Novartis Eyes Rare Kidney Disease Approvals on Heels of Two Phase III Wins

Pictured: Facade of Novartis building in Switzerland

Pictured: Facade of Novartis building in Switzerland

With back-to-back victories in IgA nephropathy and C3 glomerulopathy, Novartis on Saturday said it is planning to make regulatory submissions for the rare kidney diseases this year.

Novartis on Saturday posted two promising Phase III readouts in rare kidney diseases, setting the pharma up for two potential approvals in the space. The company presented these data at the European Renal Association Congress over the weekend.

Results from the Phase III ALIGN study showed that at 36 weeks, Novartis’ investigational endothelin A (ETA) receptor antagonist atrasentan reduced proteinuria by 36.1% in patients with IgA nephropathy (IgAN), compared with placebo. ALIGN tested atrasentan in combination with supportive care, which consists of the maximally tolerated stable dose of renin-angiotensin system (RAS) inhibitor.

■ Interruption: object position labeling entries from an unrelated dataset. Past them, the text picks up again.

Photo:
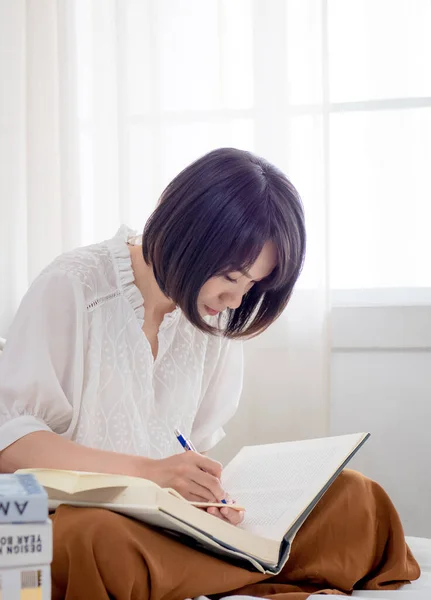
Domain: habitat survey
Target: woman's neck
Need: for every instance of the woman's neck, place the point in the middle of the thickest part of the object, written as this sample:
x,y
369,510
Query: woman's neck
x,y
155,302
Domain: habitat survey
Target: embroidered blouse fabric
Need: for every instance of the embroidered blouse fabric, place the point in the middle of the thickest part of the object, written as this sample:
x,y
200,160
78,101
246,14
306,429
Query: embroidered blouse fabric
x,y
78,363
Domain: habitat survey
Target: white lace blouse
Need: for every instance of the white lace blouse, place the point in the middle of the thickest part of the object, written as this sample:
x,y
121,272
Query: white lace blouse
x,y
78,363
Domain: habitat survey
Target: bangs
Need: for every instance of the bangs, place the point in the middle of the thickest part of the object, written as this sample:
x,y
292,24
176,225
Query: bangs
x,y
214,218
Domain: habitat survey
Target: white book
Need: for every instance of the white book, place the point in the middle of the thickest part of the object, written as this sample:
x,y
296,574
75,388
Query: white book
x,y
25,544
22,499
26,583
278,484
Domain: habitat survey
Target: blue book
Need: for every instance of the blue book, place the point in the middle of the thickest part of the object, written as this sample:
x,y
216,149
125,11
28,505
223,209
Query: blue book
x,y
22,499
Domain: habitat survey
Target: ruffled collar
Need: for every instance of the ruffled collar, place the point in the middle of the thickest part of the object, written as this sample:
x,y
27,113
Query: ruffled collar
x,y
121,254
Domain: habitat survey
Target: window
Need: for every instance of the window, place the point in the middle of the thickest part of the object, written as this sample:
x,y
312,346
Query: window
x,y
335,92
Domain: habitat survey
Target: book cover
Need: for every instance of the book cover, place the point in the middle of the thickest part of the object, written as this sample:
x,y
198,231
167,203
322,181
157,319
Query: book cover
x,y
22,499
26,583
25,544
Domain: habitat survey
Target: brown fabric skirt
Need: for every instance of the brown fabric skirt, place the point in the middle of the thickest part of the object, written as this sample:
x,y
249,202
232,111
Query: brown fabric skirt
x,y
352,539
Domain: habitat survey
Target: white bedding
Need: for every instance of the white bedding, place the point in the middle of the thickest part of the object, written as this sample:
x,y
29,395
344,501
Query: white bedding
x,y
417,590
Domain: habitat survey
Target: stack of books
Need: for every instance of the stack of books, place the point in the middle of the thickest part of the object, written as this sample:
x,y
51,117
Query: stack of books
x,y
25,539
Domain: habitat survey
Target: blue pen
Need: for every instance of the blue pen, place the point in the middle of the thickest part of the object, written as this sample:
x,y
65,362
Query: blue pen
x,y
187,445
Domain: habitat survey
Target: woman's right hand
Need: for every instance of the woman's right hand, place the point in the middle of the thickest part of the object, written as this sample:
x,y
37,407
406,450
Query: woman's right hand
x,y
194,476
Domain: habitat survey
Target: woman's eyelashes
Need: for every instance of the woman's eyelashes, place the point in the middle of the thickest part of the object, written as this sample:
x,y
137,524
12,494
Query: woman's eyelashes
x,y
250,284
231,279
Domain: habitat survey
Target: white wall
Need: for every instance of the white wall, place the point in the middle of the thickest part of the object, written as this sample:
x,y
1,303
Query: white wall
x,y
380,382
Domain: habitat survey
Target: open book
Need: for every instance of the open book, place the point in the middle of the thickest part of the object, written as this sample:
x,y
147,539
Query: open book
x,y
278,484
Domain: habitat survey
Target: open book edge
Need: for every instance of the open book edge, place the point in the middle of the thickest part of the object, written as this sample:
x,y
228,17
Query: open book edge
x,y
159,507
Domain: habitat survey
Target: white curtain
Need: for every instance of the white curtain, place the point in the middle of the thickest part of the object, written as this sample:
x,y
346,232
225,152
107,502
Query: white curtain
x,y
103,102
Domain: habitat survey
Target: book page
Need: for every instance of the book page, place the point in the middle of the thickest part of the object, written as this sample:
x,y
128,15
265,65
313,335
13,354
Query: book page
x,y
276,482
74,482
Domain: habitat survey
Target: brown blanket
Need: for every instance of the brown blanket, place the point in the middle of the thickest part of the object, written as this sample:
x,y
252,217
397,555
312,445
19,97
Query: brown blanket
x,y
352,540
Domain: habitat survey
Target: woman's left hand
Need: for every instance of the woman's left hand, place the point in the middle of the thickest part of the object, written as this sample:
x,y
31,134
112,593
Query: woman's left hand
x,y
234,517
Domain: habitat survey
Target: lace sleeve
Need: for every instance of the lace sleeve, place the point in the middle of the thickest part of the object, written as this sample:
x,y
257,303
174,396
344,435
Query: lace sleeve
x,y
41,368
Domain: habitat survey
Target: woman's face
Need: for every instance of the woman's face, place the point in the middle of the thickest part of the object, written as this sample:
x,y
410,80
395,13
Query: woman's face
x,y
227,291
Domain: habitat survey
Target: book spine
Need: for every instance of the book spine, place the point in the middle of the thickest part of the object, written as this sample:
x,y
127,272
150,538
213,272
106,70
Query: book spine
x,y
19,509
25,544
31,583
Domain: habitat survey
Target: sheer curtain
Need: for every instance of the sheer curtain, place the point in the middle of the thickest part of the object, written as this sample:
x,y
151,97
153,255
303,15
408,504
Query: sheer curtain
x,y
104,102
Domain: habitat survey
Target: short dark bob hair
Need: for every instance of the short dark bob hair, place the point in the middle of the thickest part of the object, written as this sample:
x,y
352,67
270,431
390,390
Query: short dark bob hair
x,y
214,218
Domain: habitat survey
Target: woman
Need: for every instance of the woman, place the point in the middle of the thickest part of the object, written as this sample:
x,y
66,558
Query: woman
x,y
117,344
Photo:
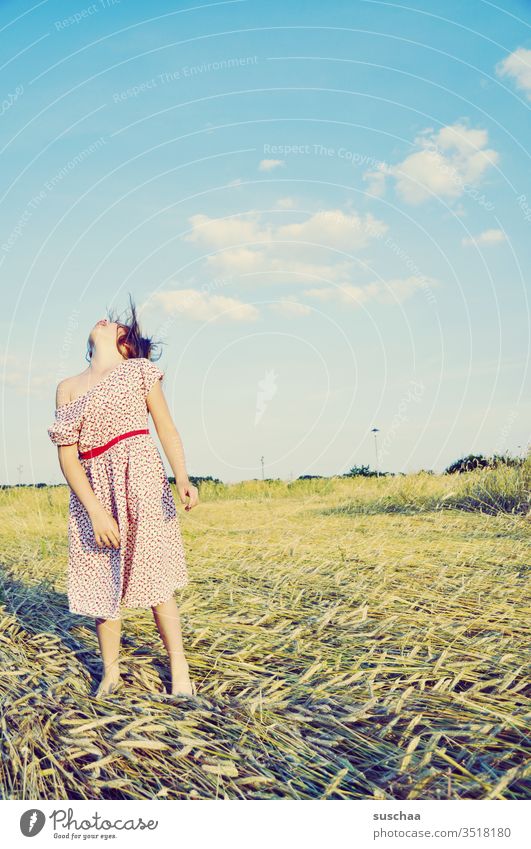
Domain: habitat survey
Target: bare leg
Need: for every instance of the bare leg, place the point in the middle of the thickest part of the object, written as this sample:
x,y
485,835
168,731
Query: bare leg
x,y
168,622
108,631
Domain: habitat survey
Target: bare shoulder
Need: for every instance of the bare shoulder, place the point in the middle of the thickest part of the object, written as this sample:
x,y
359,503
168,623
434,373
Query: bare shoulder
x,y
68,388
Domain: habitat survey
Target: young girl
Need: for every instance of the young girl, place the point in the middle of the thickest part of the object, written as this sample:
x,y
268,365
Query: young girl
x,y
125,544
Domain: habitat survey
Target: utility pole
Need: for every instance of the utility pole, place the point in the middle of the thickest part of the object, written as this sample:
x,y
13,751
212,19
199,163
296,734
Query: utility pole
x,y
375,430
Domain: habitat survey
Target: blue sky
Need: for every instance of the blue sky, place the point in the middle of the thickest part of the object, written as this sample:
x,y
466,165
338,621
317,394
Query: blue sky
x,y
322,210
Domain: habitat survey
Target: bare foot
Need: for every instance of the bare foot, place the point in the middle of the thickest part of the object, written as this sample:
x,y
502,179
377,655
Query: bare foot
x,y
180,681
109,683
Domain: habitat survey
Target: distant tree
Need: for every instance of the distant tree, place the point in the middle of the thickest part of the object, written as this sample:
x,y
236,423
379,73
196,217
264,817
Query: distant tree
x,y
197,480
359,471
467,464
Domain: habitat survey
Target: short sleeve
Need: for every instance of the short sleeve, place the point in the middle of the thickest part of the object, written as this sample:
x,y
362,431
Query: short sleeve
x,y
150,374
67,425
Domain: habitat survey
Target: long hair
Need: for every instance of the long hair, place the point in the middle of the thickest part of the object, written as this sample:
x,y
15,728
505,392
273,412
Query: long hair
x,y
129,340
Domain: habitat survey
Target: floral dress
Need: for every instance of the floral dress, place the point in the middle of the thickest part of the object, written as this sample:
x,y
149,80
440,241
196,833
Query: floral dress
x,y
129,480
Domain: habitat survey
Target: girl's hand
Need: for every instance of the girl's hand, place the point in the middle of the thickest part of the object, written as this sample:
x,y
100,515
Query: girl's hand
x,y
187,490
105,527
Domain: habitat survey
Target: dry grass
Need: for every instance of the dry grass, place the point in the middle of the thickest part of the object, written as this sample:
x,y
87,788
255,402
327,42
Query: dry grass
x,y
339,653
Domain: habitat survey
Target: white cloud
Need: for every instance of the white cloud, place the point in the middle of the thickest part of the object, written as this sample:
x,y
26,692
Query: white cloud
x,y
286,203
487,237
448,161
203,306
336,229
269,164
376,180
300,251
517,66
290,306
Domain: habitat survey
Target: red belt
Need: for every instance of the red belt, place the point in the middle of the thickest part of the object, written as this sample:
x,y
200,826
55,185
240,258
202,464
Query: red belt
x,y
86,455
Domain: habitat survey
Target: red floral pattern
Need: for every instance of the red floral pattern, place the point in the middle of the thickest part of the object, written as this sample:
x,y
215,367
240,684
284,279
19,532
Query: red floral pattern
x,y
130,481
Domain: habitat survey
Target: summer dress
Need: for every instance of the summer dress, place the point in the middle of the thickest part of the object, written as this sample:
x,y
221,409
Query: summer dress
x,y
129,480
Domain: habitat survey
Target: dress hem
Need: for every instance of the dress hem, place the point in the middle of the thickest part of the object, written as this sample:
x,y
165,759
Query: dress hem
x,y
142,606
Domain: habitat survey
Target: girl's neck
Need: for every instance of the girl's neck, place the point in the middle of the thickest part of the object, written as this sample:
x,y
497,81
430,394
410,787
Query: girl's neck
x,y
102,361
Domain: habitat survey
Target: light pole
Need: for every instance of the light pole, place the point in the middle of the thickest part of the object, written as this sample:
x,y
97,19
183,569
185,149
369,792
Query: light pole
x,y
375,430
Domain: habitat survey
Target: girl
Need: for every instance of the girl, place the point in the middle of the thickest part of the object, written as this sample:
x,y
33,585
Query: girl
x,y
125,544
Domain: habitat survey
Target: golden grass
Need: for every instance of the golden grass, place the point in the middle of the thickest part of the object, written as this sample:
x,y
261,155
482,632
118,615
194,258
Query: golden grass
x,y
340,652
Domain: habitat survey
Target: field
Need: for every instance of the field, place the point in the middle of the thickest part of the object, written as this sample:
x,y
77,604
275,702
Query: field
x,y
349,638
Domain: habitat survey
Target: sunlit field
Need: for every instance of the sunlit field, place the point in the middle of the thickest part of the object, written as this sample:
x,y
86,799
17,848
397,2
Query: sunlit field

In terms of safety, ALIGN found that atrasentan had a favorable overall profile and its adverse events were consistent with what had previously been reported in other studies.

Novartis said it is “on track” to submit a regulatory application for atrasentan with the FDA in the first half of 2024. ALIGN is an ongoing double-blind, placebo-controlled Phase III trial. Final analysis from the study is expected in 2026.

David Soergel, global head of Novartis’ cardiovascular, renal and metabolism development unit, in a statement said that these results underscore atrasentan’s “potential to help transform how IgAN is managed.”

Designed to be orally available, atrasentan is an investigational ETA receptor agonist with anti-inflammatory and anti-fibrotic effects, countering proteinuria and preserving kidney function in IgAN. Novartis was originally discovered by Chinook Therapeutics, which Novartis acquired in June 2023 for $3.5 billion.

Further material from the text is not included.